Black Westchester
- June 2025 issue
- Editor: AJ Woodson, Damon Jones
- Frequency: Monthly
- Circulation: 25,000+
- Founder: AJ Woodson
- Founded: 2014
- Country: United States
- Based in: Mount Vernon, Westchester County, New York
- Website: blackwestchester.com

= Black Westchester =

Local African-American newspaper

Black Westchester, also known as Black Westchester Magazine, is an African American newspaper and magazine founded in 2014 by journalist AJ Woodson, who currently serves as the outlet's editor-in-chief. Black Westchester is active in the city of Mount Vernon in Westchester County, it reports on local and sometimes national topics. Black Westchester is considered to be one of the largest black newspapers in the county.

== History ==
Black Westchester was founded in 2014 by AJ Woodson, rapper, journalist, author, radio personality and the outlet's editor-in-chief living in the city of Mount Vernon, New York. One of the motivations behind the outlet's founding was him thinking that the city was "in need of something" and lack of news outets for black people. Woodsoon shared his ideas to his friend, Damon Jones, who agreed with Woodsoon and became the outlet's writer. The duo began writing local stories about the city, covering topics they assumed were ignored by bigger outlets, and later started writing national stories. Woodson said Black Westchester was initially not taken seriously by people, with him not getting invited to press conferences and events and not informed of newsworthy incidents taking place. Some of the city's officials treated the outlet as a blog. Woodson said some people also accused the outlet of being racist due to its pro-African American stance.
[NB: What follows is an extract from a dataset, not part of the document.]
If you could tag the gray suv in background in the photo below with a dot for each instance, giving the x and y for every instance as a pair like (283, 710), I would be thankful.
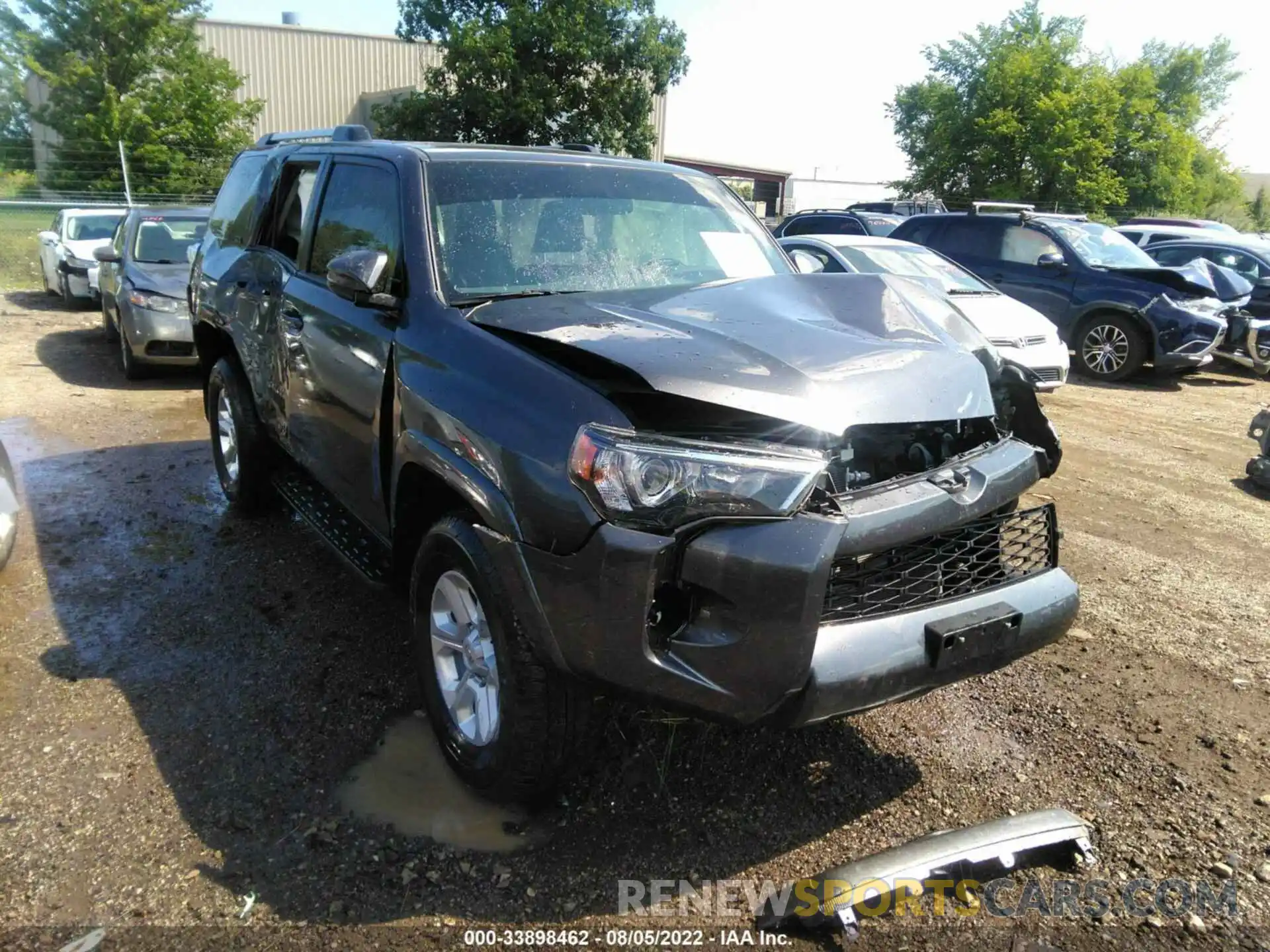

In 2017, three years after the outlet's foundation, Black Westchesters monthly print magazine was created. In 2020, the magazine's print circulation reportedly reached 25,000. In 2022, Black Westchester celebrated its eight years of existence and five years of the outlet's print edition. Woodson was interviewed by Westchester Magazine and detailed the outlet's history. Black Westchester also reportedly increased in popularity. In February 2023, Woodson held a public meeting as part of Black History Month celebrations, he told attendees the origins of Black Westchester. In August 2023, it was reported that Black Westchester became one of the county's largest black-owned news outlets. In 2024, Black Westchester held its first "40 Under 40 Awards" event where it nominated a number individuals that significantly contributed to the city and featured the event's honorees in its special magazine issue.

== Reporting ==
Black Westchester is a local publication that covers cities of Westchester County, especially Mount Vernon. It likes to report in positive tone about educated black people, some of the newspaper's editors also engage in muckraking. The outlet is known to be critical of Mount Vernon's government, publishing articles like "Mount Vernon Furious Four: Corruption, collusion, obstruction and illegal payouts". Both of Black Westchesters main editors, AJ Woodson and Damon Jones, have openly endorsed politicians, Woodson advertised their campaigns on social media. In 2015, Black Westchester did an exclusive interview with Jamar Smythe, a man who was falsely arrested and imprisoned for four years on drug possession charge, he said it was the only news outlet that reported on him. Black Westchester criticizes police in its reporting, sometimes accusing it of being biased. Black Westchester covers sports, politics, economy and entertainment and holds weekly talk radio shows. Black Westchester said its purpose is to report news with a "black point of view".